Один раз в месяц нам разрешалось получать передачу. Полкилограмма сахара, столько же сала, несколько пачек сигарет, печенье и другие мелочи. Среди обитателей лагеря находились, однако, и такие, которые по тем или иным причинам передач не получали. У одних не было связи с родственниками, у других эти родственники просто не в состоянии были собрать передачу из-за недостатка средств. Более зажиточные лагерники вскоре нашли выход из положения. Они сообщили своим родственникам адреса неимущих, и теперь беднякам тоже стали приходить посылки. Со стороны это выглядело вполне благопристойно, даже благородно. Помочь бедному товарищу по несчастью — это ли не проявление великодушия и солидарности?! Беда только в том, что во всей этой затее великодушия и благородства не было ни на йоту. Напротив! Операция с посылками стала самым подлым поступком в отношениях между заключенными. Дело в том, что бедняки, получавшие передачи от сердобольных благодетелей, должны были половину отдавать тому, кто «организовал» такую посылку. Благодаря этому условию те, кто побогаче, имели по две-три месячных нормы сахара, сала и сигарет, а беднякам доставались крохи.
Разумеется, «рыцари демократии» вроде меня до подобных мерзостей не опускались, избегали их и коммунисты.
Время шло, и я все больше убеждался в том, что коммунисты — надежные товарищи. Дисциплинированные, верные чувству локтя, стойкие в беде и в солидарности люди, грудью встречающие опасность и все удары судьбы — такими они были и в подполье при Хорти, и в тюрьме, и в лагере для интернированных.
И я искренне начинал верить в то, что утверждали они — да, новый государственный строй переболеет «детскими болезнями», окрепнет и превратится в весьма симпатичного, сильного и крепкого здоровяка.
Но в открытой дискуссии я еще держался на старых позициях. Как-то я прямо сказал Шандору Перу и Тибору Лее:
— Вы говорите, переболеет? Не вижу для этого никаких перспектив.

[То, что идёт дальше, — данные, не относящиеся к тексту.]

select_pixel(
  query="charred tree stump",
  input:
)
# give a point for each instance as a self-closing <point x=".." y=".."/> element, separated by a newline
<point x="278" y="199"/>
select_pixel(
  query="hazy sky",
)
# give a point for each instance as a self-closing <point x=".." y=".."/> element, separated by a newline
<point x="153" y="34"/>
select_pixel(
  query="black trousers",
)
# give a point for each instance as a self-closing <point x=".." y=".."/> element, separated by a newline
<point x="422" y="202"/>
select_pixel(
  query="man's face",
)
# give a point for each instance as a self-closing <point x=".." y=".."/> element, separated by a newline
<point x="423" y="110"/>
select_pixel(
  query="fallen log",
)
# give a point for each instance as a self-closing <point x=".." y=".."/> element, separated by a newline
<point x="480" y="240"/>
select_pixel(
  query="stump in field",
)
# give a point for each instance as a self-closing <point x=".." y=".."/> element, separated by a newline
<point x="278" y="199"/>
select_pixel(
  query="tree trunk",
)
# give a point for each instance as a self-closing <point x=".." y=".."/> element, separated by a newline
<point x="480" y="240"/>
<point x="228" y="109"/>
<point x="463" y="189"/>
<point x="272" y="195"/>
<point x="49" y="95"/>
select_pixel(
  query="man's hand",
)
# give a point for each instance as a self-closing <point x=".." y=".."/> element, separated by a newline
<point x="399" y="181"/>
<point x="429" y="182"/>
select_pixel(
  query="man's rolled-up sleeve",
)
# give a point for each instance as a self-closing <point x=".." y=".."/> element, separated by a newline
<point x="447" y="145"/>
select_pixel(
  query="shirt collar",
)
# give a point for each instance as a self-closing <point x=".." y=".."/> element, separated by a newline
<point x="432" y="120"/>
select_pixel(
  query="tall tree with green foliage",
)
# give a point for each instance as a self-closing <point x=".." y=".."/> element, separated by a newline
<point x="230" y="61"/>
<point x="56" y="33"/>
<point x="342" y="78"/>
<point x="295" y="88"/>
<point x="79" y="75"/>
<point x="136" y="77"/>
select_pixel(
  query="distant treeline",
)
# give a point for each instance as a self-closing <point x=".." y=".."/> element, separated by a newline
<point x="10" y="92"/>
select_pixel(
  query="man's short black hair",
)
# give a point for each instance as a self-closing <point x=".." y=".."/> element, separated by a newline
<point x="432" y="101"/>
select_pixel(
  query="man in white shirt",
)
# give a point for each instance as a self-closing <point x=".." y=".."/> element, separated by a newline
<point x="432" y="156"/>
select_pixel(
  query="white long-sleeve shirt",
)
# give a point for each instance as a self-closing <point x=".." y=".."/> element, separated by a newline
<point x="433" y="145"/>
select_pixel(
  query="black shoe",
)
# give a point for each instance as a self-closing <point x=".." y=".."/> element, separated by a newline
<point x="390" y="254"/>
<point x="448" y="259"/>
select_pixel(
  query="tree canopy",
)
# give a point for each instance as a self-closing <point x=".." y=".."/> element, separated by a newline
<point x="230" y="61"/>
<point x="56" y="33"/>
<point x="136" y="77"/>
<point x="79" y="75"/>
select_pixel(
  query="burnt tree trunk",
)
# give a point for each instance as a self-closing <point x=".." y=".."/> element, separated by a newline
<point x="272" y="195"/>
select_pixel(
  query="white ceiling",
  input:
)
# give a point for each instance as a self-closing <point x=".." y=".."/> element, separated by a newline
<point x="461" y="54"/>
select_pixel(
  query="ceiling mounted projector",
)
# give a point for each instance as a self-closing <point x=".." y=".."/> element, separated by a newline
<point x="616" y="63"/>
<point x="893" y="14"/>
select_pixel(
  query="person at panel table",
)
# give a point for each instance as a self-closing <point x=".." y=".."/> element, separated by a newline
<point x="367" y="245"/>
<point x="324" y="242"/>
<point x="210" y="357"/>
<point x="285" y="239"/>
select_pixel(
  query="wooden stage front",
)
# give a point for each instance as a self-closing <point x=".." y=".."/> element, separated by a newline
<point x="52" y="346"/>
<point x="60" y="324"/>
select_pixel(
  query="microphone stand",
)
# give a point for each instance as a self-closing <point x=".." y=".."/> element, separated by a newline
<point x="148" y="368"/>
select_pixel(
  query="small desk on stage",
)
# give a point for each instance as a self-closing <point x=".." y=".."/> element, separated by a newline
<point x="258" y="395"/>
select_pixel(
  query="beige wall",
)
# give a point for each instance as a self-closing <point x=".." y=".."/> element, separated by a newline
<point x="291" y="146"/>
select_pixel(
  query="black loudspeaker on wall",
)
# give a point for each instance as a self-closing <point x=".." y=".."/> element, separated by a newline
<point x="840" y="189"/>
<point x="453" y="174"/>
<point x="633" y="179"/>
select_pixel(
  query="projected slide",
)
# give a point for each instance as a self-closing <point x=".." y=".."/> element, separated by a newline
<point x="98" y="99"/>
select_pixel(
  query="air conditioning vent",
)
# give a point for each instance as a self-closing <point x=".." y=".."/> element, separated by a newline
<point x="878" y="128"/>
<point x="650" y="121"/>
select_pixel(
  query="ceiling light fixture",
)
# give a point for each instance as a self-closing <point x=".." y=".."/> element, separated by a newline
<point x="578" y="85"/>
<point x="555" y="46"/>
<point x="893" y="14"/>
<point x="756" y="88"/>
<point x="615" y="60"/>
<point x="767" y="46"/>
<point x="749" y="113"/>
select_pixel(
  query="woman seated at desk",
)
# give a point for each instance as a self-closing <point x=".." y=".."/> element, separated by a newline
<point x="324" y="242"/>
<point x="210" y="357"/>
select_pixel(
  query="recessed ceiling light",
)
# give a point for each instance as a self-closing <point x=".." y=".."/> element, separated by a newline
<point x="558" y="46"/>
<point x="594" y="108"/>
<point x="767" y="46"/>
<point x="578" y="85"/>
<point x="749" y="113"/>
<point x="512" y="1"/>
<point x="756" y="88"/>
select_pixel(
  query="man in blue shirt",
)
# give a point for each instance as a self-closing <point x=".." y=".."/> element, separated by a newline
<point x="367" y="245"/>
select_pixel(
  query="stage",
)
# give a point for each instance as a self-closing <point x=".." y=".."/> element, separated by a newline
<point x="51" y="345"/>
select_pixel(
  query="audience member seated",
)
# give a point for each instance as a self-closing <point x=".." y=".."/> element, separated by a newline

Шандор указал большим пальцем на забеленное окно у него за спиной:
— А что ты вообще видишь? Будапешт всего в нескольких трамвайных остановках отсюда, а где он? Сидим, как лягушата в аквариуме. С таких позиций вообще нельзя судить о событиях, происходящих в мире!
— Ну а ты полагаешь, что эти события развиваются именно в том направлении, которое вы предсказываете?